So here is one back at you from a big *******.. IMO unless you are totally retarded or just plain stupid (and have a rich daddy) nobody would waste 4 years in Colorado Springs at CC (well unless you are there on a full ride for hockey).. The springs is rubbin off on ya man.. You may not be a conservative but then again haggard is not gay.. Hey I got a idea maybe you can go to one of the week long camps he went to and get the conservative slapped out of ya. :-D 

Funny to think that they are bustin pot smokers on the hill while.... 

Some group of spring breakers will be 5 deep on the old jack and coke. 

Supplied by the ski area and then will return to the slopes for some more fun in the sun! Totally acceptable.. A scene that will repeat itself 100's if not 1000's of times in the next 3 weeks.. Then after that front ranger resorts will have.. Oh my god kegs in the parkin lot and boozers everywhere.. But this is not the problem.. Oh no! These people paid for the drinks and probably have a hotel room and are going to buy meals so we better leave them to their drunken blunders! 

I dont ski at the areas too much but for you that do go to the shacks.. Bring a bottle of wiskey and do some shots with the man!


----------



## Canada

Cuzin, when you rant the way you did in your earlier post, it weakens your arguement.
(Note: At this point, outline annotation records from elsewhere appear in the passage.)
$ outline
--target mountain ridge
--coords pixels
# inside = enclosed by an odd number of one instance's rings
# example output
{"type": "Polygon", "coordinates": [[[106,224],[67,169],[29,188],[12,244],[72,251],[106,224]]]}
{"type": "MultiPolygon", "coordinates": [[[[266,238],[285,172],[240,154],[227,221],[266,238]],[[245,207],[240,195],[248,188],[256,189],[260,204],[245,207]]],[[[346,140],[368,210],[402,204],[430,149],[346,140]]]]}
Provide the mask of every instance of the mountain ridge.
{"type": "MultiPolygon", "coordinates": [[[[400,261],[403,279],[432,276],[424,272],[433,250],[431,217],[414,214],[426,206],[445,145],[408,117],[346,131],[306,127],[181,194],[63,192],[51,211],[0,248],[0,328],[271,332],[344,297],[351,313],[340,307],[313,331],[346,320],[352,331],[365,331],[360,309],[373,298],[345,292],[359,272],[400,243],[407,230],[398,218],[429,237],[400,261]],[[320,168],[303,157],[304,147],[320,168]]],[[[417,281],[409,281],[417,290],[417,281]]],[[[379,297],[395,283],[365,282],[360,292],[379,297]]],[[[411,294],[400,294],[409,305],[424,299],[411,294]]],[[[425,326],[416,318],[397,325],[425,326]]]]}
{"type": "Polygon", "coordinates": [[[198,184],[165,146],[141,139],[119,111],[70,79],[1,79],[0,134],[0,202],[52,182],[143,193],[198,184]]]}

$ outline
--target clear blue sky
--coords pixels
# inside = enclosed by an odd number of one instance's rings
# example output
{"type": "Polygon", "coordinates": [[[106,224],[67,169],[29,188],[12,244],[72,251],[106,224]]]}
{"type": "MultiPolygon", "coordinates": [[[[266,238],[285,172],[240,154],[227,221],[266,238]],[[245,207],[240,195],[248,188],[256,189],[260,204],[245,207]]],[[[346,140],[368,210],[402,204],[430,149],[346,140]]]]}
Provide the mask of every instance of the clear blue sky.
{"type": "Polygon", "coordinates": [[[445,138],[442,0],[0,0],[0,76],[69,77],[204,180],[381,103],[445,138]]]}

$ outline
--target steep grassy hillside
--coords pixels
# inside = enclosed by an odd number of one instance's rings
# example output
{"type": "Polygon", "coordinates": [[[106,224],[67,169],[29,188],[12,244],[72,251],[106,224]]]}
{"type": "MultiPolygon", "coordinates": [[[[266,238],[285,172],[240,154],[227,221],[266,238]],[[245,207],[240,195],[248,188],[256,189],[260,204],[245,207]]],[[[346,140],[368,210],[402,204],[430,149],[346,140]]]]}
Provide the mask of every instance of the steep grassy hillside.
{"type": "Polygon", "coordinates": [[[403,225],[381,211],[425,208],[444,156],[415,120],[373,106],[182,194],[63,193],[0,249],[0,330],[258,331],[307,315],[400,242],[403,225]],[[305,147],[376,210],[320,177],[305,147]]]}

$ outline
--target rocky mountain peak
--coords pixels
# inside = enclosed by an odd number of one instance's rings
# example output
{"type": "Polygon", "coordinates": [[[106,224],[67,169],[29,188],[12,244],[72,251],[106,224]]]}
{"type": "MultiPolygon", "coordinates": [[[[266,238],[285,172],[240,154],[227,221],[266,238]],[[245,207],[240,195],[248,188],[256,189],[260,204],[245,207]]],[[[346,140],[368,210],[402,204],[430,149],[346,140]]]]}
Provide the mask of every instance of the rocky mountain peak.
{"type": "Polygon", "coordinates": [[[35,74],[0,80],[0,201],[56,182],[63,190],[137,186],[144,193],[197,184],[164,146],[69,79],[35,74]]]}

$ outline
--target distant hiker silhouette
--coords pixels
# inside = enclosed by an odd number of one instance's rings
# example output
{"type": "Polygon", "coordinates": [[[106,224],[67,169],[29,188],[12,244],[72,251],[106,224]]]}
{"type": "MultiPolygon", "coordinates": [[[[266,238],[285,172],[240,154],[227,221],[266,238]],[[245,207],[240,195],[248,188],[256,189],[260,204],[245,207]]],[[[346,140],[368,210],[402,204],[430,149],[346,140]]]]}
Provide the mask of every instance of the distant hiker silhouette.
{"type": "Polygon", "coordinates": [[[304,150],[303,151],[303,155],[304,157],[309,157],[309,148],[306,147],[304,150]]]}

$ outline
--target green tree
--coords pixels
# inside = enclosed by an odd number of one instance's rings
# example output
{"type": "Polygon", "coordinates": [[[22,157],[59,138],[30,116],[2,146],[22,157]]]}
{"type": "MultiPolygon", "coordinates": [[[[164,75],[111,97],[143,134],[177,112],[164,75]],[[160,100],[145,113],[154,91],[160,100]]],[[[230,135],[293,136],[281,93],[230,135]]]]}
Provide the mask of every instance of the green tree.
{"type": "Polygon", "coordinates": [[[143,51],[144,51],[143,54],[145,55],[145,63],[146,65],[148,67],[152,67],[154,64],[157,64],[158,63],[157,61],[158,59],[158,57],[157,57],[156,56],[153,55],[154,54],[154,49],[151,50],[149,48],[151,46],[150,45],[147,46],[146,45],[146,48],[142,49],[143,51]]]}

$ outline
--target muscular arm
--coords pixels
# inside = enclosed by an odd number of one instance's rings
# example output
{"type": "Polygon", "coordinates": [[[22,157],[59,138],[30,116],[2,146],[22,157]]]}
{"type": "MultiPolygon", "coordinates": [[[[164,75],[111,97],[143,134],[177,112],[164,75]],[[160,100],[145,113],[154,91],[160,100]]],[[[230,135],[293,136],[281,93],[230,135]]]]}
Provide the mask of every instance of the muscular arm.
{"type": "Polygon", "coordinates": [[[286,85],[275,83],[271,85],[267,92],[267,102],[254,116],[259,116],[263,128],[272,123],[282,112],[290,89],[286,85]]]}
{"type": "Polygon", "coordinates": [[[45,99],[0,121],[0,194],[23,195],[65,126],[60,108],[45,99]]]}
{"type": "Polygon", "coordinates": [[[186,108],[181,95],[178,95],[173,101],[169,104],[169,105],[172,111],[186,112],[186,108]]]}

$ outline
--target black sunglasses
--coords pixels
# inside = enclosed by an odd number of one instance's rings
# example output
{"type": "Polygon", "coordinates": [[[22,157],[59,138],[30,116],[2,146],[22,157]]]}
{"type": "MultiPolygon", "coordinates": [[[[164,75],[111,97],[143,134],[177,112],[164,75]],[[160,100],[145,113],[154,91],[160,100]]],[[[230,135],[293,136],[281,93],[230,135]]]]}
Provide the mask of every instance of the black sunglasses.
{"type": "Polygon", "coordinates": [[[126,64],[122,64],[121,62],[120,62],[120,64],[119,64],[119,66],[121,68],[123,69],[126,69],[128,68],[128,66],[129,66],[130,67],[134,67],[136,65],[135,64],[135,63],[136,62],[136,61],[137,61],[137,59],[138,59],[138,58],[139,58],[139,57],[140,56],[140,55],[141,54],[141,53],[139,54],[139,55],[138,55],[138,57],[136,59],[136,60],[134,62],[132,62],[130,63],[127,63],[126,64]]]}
During the early 90's in CB and Telluride, ther was a problem with major homes being set up by what were essentially squatters. I had friends who were breaking into abandoned mines and setting up a make shift home. This resulted in a number of sanitation problems, and the forest service cracked down. If you are building a hut right off a main trail, or it is a super structure, then that may be the real ultimate issue. By knocking down a few the message is sent to keep them deep in the trees and not flaunt it in the face of the public. The guys at the local forest service probably don't really care as long as it isn't causing them a black eye. 

David,

Consider your audience. I've always found it humerous when my freinds
"boaters and skiers" say they are better when they are high. My thoughts are that if they are having fun and I'm having fun with them then cool. If some one was so baked, they were a danger, then thats a different story. Regardless, it is not an arguement you will ever be considered in a reasoned fasion on this forum.

I would be interested to hear from Locals at the Butte. I bet they would say they knocked down two shacks that were visible from the chairs.


----------



## straightfromAVL

Cuzin- It’s insulting to everybody on this forum when you liken yourself to a freedom fighter for smoking pot. I’m not buying it, and I sure hope nobody else is. Now I have nothing against getting high—even on the slopes—but if you really want credit for being a free thinker I suggest you pick a different cause…


----------



## BillyD

"Funny to think that they are bustin pot smokers on the hill while.... 
Some group of spring breakers will be 5 deep on the old jack and coke."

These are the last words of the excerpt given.